Opening a Roth IRA for Kids Can Help Your Children Build Wealth

Help Future Generations Build Wealth Tax-Free with a Roth IRA

Opening a Roth IRA for Kids
Opening a Roth IRA for kids can be a great way to help your children save money for the future. If you start young enough, even small savings can grow into millions, or tens of millions, of dollars in wealth. Mike Powell / Stone / Getty Images

Most new investors know that a Roth IRA can be one of the greatest tools in your investing arsenal.  By contributing after-tax dollars to it, you are allowed to grow the money tax-free.  There are no taxes owed on the profit.  There are no taxes owed on the withdrawals once you reach retirement age.  It's a fantastic deal.  

If you want to help your child supercharge their own wealth building, one way you can do it is by opening a Roth IRA for kids.

 There are a few complications that you need to work out to pull it off successfully, but they are worth the payoff.  In the next few minutes, I am going to explain the reasons you might want to consider a Roth IRA for kids, and how you can improve your odds of successfully turning it into a money machine, churning out massive gushers of dividends, interest, and rents by the time your child retires.

The Major Advantage of a Roth IRA for Kids Is Time

Why would anyone bother opening a Roth IRA for kids?  Time.  Specifically, the power of compounding.  The more successful you are, the easier it is to harness for the benefit of your family.

Imagine you are a prosperous dentist.  You decide to open a Roth IRA for your son or daughter, and contribute $500 per month into it.  You use this money to invest in a low-cost index fund that mirrors the Dow Jones Industrial Average or S&P 500.  You reinvest all of your dividends.

 When your child turns eighteen, you have him or her take over the funding responsibilities.  Further, imagine that the account grows at the same rate those indices have for the past century or more.  You never increase your contributions to keep pace with inflation.

By the time your kid reached retirement age, or 65 years old, that Roth IRA would have $29,362,244 in it.

 If they waited until they were the age of Warren Buffett, the 82 year old who has amassed one of the largest fortunes in history through his holding company Berkshire Hathaway, the Roth IRA would contain $148,653,856.  

If your child then invested everything in blue chip stocks with good dividend yields, he or she would generate nearly $6,000,000 per year, or $500,000 per month, in cash income.  Not a single penny in income taxes would be owed.  

Why People Don't Take Advantage of the Time Value of Money and a Roth IRA for Kids

The biggest reason people fail to take advantage of the staggering power of compound interest, which Albert Einstein called the greatest force in the universe, is a lack of knowledge.  The average guy simply has no clue that saving $6,000 per year over 82 years, or $492,000 in total, can lead to a fortune of nearly $150 million.  They don't understand how you can earn interest on your interest or dividends on your dividends.  It isn't taught in schools.  It isn't hammered relentlessly in churches.  It isn't broadcast on television.  It seems boring, until you realize that it is the golden ticket that can unlock every door and pry open opportunities that would otherwise be beyond your family's reach.

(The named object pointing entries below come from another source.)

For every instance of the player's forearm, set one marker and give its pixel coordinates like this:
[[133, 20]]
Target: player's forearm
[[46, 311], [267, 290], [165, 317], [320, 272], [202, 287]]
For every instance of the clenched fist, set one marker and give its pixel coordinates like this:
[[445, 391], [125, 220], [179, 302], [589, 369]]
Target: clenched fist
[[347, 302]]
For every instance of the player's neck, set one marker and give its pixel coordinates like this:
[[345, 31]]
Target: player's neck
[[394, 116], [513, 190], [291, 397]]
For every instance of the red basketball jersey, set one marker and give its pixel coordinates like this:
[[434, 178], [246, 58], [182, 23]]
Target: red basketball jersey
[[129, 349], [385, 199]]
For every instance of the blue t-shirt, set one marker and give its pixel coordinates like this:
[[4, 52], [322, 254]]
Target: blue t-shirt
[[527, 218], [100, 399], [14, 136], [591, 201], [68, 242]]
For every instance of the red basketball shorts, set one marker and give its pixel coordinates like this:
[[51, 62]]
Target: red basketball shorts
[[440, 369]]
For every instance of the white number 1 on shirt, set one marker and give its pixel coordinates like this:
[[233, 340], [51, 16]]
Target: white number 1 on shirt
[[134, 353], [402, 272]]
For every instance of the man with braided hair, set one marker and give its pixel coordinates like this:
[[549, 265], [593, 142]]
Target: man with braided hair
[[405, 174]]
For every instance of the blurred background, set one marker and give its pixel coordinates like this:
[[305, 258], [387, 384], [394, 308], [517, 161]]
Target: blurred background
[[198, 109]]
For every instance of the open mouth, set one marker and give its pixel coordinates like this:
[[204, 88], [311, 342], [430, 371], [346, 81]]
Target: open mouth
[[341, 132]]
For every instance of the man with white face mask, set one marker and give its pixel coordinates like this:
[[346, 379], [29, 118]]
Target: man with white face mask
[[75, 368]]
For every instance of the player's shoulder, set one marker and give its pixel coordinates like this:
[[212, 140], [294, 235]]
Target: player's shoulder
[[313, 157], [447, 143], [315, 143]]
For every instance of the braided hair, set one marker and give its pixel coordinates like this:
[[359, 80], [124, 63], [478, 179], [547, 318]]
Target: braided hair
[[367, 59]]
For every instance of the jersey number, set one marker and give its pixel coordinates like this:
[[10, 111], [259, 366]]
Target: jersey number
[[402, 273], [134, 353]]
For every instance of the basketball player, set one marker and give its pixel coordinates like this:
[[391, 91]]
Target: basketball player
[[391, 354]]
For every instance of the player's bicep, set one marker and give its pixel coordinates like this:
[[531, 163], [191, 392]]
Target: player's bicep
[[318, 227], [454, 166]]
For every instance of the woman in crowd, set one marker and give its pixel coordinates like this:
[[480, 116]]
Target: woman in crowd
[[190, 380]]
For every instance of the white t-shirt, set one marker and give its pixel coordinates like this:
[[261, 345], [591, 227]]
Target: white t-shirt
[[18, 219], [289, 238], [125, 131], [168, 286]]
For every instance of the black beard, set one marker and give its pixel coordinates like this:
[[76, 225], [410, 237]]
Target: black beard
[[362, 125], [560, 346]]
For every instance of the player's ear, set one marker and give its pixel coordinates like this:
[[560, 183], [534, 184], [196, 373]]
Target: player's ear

All it takes is a little foresight by you, the parent.  Thanks to you, your child should never have to worry about the government cutting their Social Security.  They should never have to worry about eating cat food or being without heat.  They should never have to worry about getting evicted from their home, short of some catastrophic personal tragedy such as drug addiction, a health crisis, or a gambling problem.  

There Is One Potential Catch If You Want to Open a Roth IRA for Kids

The biggest challenge you will face when you open a Roth IRA for kids is that your child needs to have earned income.  That is, if they save $6,000 per year, the current maximum as of 2012 for those under 50 years old, that money can't be a gift.  They need to have generated it as income, filed a tax return, and paid income taxes on it.

 

That might seem like a problem for a 9 months old baby but it isn't as insurmountable as you think.  If you or a family member owns a business, hire the child to act in commercials, to appear in print ads, or on billboards.  What is a tax deductible expense to you becomes income to them, taxed at a much lower rate, and is capital they can put aside into their Roth IRA.  Once they get a little older, hire them to do chores or mow the lawn.  When they are teenager, let them get their first job.  They could then put their entire paycheck into the Roth IRA and then you could give them a spending money allowance equal to whatever their paycheck was.